# CS 127 Spring 2018 - Homework Zero

Due on **Thursday January 25 at midnight** but I recommend you do this homework even before the first lecture.

Please write the names of yourself and your collaborators below: (this page does not contain any solutions, and so is not viewed by the people grading your problems on gradescope.)

__Collaboration policy for homework zero:__ You can work on this problem set and submit it in **groups of one or two students**. In addition you can discuss these problems with other students that are considering taking this course. However, each pair needs to write up their solution on their own, and you need to write down the names of your collaborators below.


__Submitters:__ (List your names and HUIDs here)

__Collaborators:__ (List here anyone you discussed problems or ideas for solutions with)

If submitting late, for every pair member add a sentence of the form __"Submitting X days late, Y has used (including this time) Z days out of the 6 total late days"__

For any questions or clarifications, please see the Piazza board. See the [course syllabus](https://www.boazbarak.org/cs127/syllabus/) for policies.

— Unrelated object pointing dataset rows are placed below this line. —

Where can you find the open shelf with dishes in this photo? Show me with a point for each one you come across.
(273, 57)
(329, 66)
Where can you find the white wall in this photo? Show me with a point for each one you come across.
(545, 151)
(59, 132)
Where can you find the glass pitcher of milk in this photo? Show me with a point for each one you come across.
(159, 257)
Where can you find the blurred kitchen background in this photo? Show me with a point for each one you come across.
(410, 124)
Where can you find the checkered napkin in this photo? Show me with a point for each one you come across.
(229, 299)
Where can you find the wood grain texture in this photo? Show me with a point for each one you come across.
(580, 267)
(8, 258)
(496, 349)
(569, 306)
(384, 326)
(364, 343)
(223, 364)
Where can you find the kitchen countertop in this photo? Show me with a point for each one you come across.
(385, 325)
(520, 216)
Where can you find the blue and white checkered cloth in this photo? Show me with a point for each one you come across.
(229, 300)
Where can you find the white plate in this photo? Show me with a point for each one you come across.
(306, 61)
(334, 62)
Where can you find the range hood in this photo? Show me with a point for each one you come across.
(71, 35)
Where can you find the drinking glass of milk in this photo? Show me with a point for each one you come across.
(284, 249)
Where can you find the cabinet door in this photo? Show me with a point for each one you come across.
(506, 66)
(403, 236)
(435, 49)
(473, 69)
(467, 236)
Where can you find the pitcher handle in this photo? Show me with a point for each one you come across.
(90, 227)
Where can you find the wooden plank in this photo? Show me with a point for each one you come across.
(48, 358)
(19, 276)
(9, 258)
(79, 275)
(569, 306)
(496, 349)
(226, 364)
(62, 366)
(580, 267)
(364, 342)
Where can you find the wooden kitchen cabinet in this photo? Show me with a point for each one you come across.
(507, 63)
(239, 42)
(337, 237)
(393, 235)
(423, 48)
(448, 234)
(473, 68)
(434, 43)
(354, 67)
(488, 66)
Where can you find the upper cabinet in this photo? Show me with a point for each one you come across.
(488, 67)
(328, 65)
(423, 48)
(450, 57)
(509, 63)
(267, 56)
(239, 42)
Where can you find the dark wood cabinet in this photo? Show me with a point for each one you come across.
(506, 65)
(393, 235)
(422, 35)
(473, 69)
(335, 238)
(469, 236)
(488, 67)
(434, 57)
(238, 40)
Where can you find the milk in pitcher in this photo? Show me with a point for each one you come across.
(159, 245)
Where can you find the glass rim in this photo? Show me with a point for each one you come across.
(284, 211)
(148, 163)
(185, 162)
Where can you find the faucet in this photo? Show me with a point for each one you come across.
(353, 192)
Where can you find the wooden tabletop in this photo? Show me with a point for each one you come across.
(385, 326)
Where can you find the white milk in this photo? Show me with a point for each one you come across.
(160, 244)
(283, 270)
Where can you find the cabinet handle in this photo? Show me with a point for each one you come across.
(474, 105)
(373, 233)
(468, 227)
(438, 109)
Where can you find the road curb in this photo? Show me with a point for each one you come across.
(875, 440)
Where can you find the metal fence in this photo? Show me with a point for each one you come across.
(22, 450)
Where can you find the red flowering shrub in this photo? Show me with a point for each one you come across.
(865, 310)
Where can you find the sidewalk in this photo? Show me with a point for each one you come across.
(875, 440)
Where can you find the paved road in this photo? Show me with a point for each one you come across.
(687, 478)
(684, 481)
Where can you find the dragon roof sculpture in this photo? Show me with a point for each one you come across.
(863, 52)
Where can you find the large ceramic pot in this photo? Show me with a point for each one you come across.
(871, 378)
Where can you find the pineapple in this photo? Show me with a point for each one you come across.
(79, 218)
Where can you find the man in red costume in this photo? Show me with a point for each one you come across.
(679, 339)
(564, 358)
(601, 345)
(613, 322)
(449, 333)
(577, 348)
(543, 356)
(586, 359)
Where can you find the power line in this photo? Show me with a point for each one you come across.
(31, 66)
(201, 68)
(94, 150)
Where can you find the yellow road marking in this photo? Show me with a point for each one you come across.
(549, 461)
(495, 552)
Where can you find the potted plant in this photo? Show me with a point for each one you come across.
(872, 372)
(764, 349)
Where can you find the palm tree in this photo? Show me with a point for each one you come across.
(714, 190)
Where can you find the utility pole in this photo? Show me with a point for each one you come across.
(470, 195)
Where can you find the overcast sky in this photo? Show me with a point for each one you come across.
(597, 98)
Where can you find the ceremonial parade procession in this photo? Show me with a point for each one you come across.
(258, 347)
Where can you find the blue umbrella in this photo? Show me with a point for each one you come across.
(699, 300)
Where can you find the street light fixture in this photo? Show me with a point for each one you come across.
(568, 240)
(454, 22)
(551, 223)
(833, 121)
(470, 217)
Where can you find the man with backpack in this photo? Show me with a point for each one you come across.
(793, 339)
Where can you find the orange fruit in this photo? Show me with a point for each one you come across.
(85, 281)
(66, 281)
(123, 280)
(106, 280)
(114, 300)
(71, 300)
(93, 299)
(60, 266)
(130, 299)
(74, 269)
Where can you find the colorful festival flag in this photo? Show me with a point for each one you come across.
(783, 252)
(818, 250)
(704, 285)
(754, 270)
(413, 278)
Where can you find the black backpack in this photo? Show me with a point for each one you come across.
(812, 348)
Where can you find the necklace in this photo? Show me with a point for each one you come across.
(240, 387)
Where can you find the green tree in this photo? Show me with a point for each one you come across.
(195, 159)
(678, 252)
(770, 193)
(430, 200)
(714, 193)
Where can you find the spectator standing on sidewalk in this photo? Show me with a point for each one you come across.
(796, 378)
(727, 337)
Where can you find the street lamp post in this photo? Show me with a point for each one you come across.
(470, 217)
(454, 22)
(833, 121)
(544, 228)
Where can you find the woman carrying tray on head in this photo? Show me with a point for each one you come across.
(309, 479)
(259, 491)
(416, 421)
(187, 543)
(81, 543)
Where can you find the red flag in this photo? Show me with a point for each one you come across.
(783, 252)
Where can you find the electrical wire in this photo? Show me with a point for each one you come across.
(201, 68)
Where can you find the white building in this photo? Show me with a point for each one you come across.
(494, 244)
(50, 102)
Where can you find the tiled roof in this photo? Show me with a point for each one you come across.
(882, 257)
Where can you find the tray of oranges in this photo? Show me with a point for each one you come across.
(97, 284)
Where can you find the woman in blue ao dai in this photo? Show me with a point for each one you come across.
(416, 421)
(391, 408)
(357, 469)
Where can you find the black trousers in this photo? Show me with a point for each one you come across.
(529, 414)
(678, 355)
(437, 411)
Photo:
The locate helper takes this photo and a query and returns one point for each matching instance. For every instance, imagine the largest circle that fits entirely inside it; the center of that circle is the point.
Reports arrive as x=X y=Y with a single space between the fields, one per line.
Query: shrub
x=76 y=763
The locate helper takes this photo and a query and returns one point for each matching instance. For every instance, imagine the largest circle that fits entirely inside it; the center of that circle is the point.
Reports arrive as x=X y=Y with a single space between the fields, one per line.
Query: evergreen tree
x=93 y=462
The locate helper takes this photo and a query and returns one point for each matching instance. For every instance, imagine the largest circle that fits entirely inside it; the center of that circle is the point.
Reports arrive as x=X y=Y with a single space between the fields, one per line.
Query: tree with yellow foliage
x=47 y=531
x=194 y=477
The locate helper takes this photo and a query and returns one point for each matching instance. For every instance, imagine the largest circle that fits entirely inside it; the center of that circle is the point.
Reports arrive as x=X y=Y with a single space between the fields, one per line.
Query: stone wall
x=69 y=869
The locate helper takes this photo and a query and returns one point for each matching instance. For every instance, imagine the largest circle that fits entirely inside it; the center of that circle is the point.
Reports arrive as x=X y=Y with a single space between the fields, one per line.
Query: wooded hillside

This  homework needs to be  submitted as a PDF document. The PDF can be  generated using either markdown or LaTeX. The Markdown source for this homework is posted online.

\newpage

## Probability questions

As we'll see in the first lecture, much of cryptography relies on probability theory, and so basic knowledge of probability will be essential. The [CS 121 probability review](https://www.introtcs.org/public/lec_15_probability.pdf) is one source for the probability theory we will need.
During the course  I will assume you are familiar with (or can pick on your own)  all notions presented there. However, if you find these questions unfamiliar or difficult you should not despair!
There are plenty of sources on probability on the web, and in particular Harvard STAT 110 and its textbook are of course  wonderful resources.
If any of the notation is unfamiliar, looking at the lecture notes might help, and otherwise feel free to ask questions on Piazza, even before the semester starts!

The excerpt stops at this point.